More designers began to believe they could reach the masses without sacrificing their reputations among the well-heeled customers demanding items that would be sold to only an elite few.

Target's relationship with Isaac Mizrahi may have even infused new energy into the fashion designer's career, with the discounter carefully marketing its partner's glam factor. The retailer has tried to simulate the fashion experience as much as possible, holding special events to launch new lines and, last month, even holding an online trunk show making key items available exclusively to e-shoppers for three weeks.

Mizrahi certainly shows no shame about his down-market work. The September edition of "Shop" magazine includes a shot of him laughing with a model attired in his clothes: a $19,500 mink coat and a $2,900 pair of khaki pants, both sold at ritzy Bergdorf Goodman, paired with a $24.99 blouse and $27.99 pair of moccasins, carried by Target.

"How does Isaac successfully live in both specialty department stores and discount stores? Why does Bergdorf Goodman welcome Isaac into its rarified space at the same time as the brand sits in the pet care aisle at Target?" asked New York retail consultant Wendy Liebmann in her August client newsletter.

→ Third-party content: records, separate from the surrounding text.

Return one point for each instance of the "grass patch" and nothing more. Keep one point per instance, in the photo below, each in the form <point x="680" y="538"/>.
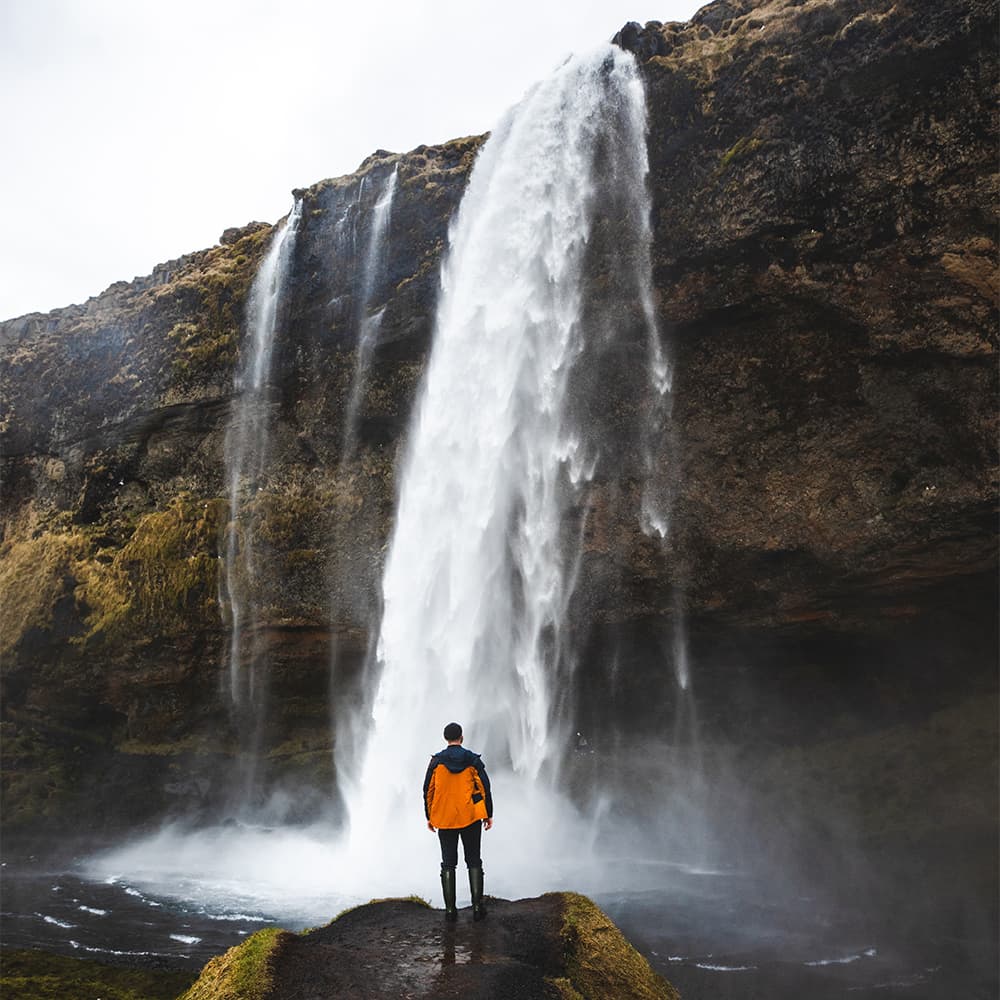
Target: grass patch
<point x="245" y="972"/>
<point x="599" y="961"/>
<point x="39" y="975"/>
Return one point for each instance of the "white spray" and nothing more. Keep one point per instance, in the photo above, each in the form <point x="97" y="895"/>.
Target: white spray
<point x="479" y="572"/>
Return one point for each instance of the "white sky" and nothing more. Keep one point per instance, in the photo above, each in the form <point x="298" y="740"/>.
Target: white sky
<point x="135" y="131"/>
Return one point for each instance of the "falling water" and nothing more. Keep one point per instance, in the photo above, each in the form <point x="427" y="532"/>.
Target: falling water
<point x="373" y="268"/>
<point x="246" y="456"/>
<point x="480" y="569"/>
<point x="502" y="461"/>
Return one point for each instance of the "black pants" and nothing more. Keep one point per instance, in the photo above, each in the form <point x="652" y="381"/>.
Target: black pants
<point x="471" y="835"/>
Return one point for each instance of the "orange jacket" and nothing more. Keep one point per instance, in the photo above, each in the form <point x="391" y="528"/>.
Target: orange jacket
<point x="456" y="789"/>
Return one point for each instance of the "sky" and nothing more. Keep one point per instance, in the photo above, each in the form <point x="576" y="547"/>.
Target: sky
<point x="135" y="131"/>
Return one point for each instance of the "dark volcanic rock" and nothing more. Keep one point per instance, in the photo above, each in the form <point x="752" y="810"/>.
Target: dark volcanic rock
<point x="558" y="945"/>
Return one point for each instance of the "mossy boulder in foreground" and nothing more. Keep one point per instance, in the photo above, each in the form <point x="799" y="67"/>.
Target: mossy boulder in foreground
<point x="559" y="946"/>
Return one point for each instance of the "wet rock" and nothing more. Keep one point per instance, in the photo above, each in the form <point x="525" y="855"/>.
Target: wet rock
<point x="558" y="945"/>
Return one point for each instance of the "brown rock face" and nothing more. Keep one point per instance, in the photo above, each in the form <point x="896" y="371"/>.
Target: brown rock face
<point x="824" y="181"/>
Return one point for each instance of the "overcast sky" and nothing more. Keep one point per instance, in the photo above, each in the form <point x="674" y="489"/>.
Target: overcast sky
<point x="137" y="131"/>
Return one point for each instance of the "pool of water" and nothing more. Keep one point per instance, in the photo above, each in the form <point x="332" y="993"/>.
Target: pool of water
<point x="713" y="932"/>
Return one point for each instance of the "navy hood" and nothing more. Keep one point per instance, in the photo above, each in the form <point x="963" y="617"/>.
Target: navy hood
<point x="456" y="759"/>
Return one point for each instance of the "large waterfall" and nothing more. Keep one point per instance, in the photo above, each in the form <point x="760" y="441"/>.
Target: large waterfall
<point x="481" y="567"/>
<point x="506" y="446"/>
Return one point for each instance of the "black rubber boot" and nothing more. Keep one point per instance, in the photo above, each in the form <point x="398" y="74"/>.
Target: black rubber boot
<point x="448" y="889"/>
<point x="476" y="888"/>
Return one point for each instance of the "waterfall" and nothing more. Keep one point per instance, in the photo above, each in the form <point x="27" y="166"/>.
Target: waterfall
<point x="482" y="559"/>
<point x="246" y="458"/>
<point x="372" y="270"/>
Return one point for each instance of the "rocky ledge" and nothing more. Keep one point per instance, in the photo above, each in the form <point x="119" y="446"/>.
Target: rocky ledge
<point x="559" y="945"/>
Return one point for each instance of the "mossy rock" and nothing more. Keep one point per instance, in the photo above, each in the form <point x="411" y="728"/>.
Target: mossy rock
<point x="559" y="944"/>
<point x="599" y="961"/>
<point x="39" y="975"/>
<point x="245" y="972"/>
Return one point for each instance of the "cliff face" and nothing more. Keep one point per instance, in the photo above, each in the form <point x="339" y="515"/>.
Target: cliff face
<point x="823" y="179"/>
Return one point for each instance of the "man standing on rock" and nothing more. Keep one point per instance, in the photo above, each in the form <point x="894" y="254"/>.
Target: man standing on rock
<point x="458" y="803"/>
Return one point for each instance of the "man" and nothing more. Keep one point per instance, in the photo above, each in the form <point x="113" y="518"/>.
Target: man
<point x="458" y="803"/>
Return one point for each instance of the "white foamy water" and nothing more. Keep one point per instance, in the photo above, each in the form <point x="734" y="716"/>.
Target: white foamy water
<point x="481" y="566"/>
<point x="479" y="574"/>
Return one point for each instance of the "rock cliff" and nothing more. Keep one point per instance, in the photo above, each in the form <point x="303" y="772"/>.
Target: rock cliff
<point x="824" y="184"/>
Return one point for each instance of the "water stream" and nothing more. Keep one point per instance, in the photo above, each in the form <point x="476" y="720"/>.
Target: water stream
<point x="478" y="590"/>
<point x="246" y="452"/>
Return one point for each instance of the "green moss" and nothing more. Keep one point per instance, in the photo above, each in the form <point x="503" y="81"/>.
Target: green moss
<point x="34" y="776"/>
<point x="419" y="900"/>
<point x="36" y="571"/>
<point x="242" y="973"/>
<point x="163" y="576"/>
<point x="565" y="988"/>
<point x="219" y="282"/>
<point x="740" y="150"/>
<point x="599" y="961"/>
<point x="38" y="975"/>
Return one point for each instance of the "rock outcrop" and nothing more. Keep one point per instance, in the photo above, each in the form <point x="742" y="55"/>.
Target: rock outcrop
<point x="824" y="183"/>
<point x="559" y="946"/>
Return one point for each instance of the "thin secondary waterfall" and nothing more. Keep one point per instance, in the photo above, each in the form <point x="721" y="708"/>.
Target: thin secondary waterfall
<point x="372" y="269"/>
<point x="246" y="457"/>
<point x="480" y="568"/>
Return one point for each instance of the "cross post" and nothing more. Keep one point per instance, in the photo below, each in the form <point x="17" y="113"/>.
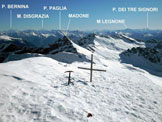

"The short answer: Today a chic brand is a chic brand, whether high or low priced. Today's smart shoppers recognize that, even expect that."

Chanel designer Lagerfeld, who has been called everything from haute couture demigod to the high priest of hip, slickly maintained that fashion guru persona in an interview in which he was quoted as saying he decided to do the H&M line because it amused him. Next up, designer Stella McCartney is creating a collection for the company that will hit stores in November.

Mass market retailers clearly covet the cachet that comes from successful forays into cheap chic.

J.C. Penney launched a line this year with Nicole Miller, whose clothes have been seen on celebrities and are traditionally sold in boutiques. Penney spokesman Tim Lyons, who said sales had been strong since the February launch, added that the retailer was working hard to improve its fashion quotient.

This push by retailers to create fashion instead of just copying the latest designs is perhaps one of the most compelling pieces of the chic-but-cheap story, said Retail Forward's Huff.

As an example, she cited Michael Graves' housewares at Target. "He didn't follow someone's design. He designed what he wanted," Huff said. "That's an extreme reversal of where trends and styles come from."

And it is different from the version of chic that bargain hunters search for in the deeply discounted wares found at Marshalls, T.J. Maxx or quirky home goods chain Tuesday Morning -- though the new retailers like the treasure-hunting aspect, too.

Forever 21's Meyers, for example, said the chain's frequent deliveries of fresh goods meant its shoppers stop in an average of three times a month, not great for a grocery store but not bad for a clothing shop.

A recent stroll through Forever 21 found a brown corduroy shrunken jacket for $23.80, a crocheted cabbie hat for $10.80 and jeans ranging between $29 and $33.

H&M, where the average top costs $29.90, also delivers new products to its stores daily. The company has more than 100 in-house designers tracking trends and developing fashion.

"The company offers chic clothing but we are also focused on the quality of the garments," said spokeswoman Jennifer Uglialoro. "H&M clothing offers high fashion and quality."

Achieving a reputation for cheap chic takes both luck and skill. "Everyday low price" retailer Wal-Mart's recent decision to advertise its clothing in the September issue of high fashion magazine Vogue seemed more jarring than Target's venture into the brainy New Yorker.

As for the rap that some of the merchandise from cheap chic retailers is not built to last, Huff just laughed. "They're not the quality of Chanel," she said. "They are not the worst quality, but they are not the best."

On the other hand, she said most of it seemed good enough for what she needs. "There's a place for 'good enough' in the marketplace."

At Forever 21, Meyers would likely agree with that sentiment. When The New York Times' shopping columnist checked out the store not too long ago, he noted, she seemed to think the quality was good enough. "She said it was relatively durable."